Not that I’ve provided her the best example on that score. Leannah very deliberately did not glance back at the desk, and the letter from Mr. Valloy.
“Would you like me to read to you, Father?” she asked. “Or would you rather just sit quietly?”
Father looked up at her, and after what seemed like great effort, he managed a smile. “I think I’ll just be quiet a bit now, Leannah. I’m feeling much better already. You get on with your work.”
Leannah drew a deep breath. She needed to tell him how matters stood between her and Mr. Valloy. She’d put tha
t off for far too long, and she really didn’t want it to come as any kind of a shock when Terrance asked to speak to him tomorrow. She needed him to understand the matter was settled and entirely for the best.
But before she could find the words, Leannah heard the soft but distinct sound of floorboards creaking outside the door.
“There, that’s Genevieve now,” she told him instead. If it’s not Jeremy creeping down to eavesdrop. But then, Jeremy knew precisely which of the rented house’s boards creaked by now. Come to that, so did Genevieve. “I’ll just go bring her in, and you can say good night.”
Leannah took up the lamp and went back out into the hall. She was just in time to see an aging woman dressed all in black put her foot on the first stair.
“Mrs. Falwell!” cried Leannah, and Mrs. Falwell spun around. She clapped her hand against her mouth and her watery eyes grew wide. “Where’s Genevieve!”
But Leannah needed no answer. Mrs. Falwell’s shock told her everything. Genny was gone, with Mr. Anthony Dickenson. She hadn’t given up on her whim after all.
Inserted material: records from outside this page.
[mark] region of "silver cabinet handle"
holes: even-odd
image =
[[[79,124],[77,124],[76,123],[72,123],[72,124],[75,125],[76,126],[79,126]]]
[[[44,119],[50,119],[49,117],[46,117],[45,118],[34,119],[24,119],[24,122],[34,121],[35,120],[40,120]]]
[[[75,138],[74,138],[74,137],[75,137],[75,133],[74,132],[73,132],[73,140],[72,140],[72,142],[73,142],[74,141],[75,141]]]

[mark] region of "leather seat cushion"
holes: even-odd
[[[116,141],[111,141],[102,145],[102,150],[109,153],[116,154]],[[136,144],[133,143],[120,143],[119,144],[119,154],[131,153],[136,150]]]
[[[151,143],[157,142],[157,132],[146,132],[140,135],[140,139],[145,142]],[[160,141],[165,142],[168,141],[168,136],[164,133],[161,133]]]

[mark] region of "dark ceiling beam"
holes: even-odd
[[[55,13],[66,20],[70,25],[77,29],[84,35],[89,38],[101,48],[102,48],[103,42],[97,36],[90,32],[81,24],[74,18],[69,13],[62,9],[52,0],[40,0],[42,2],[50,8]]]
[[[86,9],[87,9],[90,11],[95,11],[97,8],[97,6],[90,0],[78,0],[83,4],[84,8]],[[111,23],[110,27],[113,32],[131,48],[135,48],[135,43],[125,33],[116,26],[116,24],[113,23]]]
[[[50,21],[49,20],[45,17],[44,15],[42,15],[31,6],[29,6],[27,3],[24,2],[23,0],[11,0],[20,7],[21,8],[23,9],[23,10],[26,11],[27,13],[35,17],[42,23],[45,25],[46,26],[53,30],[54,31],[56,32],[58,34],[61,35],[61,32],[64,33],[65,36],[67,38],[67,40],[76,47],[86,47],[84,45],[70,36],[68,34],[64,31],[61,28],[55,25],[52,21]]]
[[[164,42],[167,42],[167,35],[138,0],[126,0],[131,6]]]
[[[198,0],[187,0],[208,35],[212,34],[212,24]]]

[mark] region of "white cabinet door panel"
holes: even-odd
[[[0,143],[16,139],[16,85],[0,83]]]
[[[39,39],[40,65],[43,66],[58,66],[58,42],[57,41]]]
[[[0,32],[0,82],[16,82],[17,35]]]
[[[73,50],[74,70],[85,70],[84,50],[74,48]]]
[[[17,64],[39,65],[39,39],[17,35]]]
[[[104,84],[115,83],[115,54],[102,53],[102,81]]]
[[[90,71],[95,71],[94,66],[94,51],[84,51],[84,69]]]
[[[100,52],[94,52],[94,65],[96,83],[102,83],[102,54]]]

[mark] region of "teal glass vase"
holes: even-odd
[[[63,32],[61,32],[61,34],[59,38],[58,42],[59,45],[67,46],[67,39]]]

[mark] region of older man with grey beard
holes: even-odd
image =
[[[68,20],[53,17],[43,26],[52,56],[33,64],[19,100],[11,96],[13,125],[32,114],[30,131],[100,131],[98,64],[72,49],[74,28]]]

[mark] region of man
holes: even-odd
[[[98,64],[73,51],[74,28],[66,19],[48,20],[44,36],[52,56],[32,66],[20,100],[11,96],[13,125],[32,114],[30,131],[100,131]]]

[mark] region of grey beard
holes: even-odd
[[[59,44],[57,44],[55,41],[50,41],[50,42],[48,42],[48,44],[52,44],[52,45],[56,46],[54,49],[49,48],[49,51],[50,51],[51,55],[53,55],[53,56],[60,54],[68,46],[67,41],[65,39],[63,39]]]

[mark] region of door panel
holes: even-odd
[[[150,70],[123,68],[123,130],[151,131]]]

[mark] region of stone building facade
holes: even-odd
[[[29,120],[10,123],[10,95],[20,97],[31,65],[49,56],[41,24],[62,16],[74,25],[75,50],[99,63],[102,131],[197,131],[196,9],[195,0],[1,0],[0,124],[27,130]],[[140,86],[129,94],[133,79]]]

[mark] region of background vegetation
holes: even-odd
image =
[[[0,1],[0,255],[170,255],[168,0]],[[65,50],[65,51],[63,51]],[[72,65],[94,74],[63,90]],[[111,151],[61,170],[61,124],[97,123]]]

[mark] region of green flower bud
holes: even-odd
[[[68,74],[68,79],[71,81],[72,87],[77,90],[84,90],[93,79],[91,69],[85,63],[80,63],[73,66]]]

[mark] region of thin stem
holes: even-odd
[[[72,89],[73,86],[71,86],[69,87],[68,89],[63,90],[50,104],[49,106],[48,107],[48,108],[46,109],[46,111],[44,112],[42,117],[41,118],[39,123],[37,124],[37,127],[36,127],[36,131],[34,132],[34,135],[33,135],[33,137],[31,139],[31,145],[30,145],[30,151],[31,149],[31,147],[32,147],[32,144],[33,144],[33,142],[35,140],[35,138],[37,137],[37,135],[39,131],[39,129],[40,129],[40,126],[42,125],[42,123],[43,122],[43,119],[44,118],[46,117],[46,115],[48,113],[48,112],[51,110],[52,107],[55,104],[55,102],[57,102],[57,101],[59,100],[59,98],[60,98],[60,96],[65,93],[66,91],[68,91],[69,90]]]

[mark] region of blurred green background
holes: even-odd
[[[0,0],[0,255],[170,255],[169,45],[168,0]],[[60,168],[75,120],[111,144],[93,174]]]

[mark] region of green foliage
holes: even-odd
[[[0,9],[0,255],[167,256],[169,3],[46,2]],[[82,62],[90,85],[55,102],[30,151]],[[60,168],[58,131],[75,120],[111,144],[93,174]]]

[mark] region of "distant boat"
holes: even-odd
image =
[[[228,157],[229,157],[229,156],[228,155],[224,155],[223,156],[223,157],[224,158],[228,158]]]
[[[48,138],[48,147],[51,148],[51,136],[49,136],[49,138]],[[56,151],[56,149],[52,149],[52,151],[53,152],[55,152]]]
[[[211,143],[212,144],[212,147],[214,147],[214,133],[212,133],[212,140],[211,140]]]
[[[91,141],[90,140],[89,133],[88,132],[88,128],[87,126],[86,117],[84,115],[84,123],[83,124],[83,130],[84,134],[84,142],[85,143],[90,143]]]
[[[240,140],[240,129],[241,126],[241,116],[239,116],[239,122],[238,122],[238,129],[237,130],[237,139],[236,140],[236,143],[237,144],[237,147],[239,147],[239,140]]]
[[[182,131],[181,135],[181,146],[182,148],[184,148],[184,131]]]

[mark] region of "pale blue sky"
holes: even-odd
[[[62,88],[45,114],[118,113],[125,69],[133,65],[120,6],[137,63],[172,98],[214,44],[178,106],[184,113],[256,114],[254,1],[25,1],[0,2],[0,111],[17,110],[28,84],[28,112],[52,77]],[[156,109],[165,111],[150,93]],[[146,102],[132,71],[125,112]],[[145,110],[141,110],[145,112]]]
Genevieve was on her way to Gretna Green.
Three
The problem, Harry reflected with bleary irritability as he stumped down the stairs of the club, was that he’d never gotten comfortable with her. He’d never been able to look at her without feeling like a bumbling schoolboy, or too big for the room, or both. A man couldn’t be expected to charm the slippers off a girl when he was afraid of tripping over her.
How on earth did she manage it? Was it her eyes? The way she tipped her head and hid her pretty pink mouth behind her fan? Perhaps it was the sheer delicacy of her. That must be it. Harry wasn’t used to delicate girls. Life at sea and on the docks did not accustom a man to the company of girls reared in the hothouse environments of the parlor and the ballroom. His sister’s delicacy was mere physiological accident. The women he’d known in Madrid, Ceylon, and Constantinople were exotic, beautiful, intoxicating, but they were not delicate.